The American presence in the remote backwater of northeastern Syria has served three very important purposes. First, it prevents the 2,000 or so survivors of ISIS who once ruled the area from regrouping in the political vacuum that allowed them to gain power in the first place.

Second, an American presence acts as buffer against a conflict between two American allies — the Turks and the Kurds. The conflict between Turkey and various Kurdish groups who are fighting the Assad regime and Kurdish factional infighting is too byzantine to explain in a short op-ed piece, but suffice to say that no good will comes of having our allies at each other’s throats in an already complicated combat zone.

Finally, Syrian presence allows the United States a seat at the table in any future Syrian peace negotiations.

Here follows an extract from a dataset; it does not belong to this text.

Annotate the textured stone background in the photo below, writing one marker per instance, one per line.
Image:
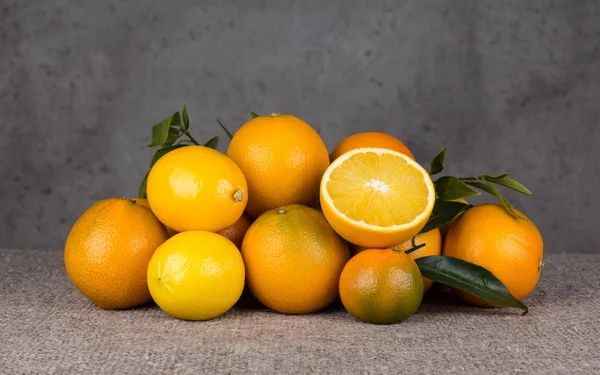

There is also a humanitarian argument for a continued American presence. A number of humanitarian non-governmental organizations operating in northeastern Syria would be at risk if and when the Americans leave. Mercy Corps has already announced that is re-examining its presence in light of Mr. Trump’s announcement. The president would be better advised to diplomatically work toward a multinational or U.N. force to fill the power vacuum in northeastern Syria.

Of all the reasons discussed above, the best argument for a continued American presence in Syria is as a hedge against a return of ISIS. A power vacuum is like having molding food under a refrigerator; it attracts vermin. In 2010 — as a senior governance adviser in the Abu Ghraib district of Iraq — I was out on a patrol with my security detail and ran into an individual who was reported to be the al Qaeda in Iraq (AQI) shadow governor of the district.

Neither we nor the Iraqi government had sufficient evidence to arrest him. The AQI power structure had been thoroughly degraded, but he was confident enough to speak of his organization in the third person. “Someday, you will be gone and AQI will still be here. Without your influence, the Shiite government will lose interest in this region, and AQI will govern again.”

By 2014, both he and AQI were back, this time in the guise of ISIS. Its caliphate covered much of Iraq and northern Syria. If my acquaintance is still alive, he is probably again biding his time. Without a dedicated cleaning crew, the mold under the refrigerator will regrow and the roaches will return.

• Gary Anderson is a retired Marine Corps colonel who was a U.N. observer the Middle East and a Department of State governance adviser in Iraq and Afghanistan.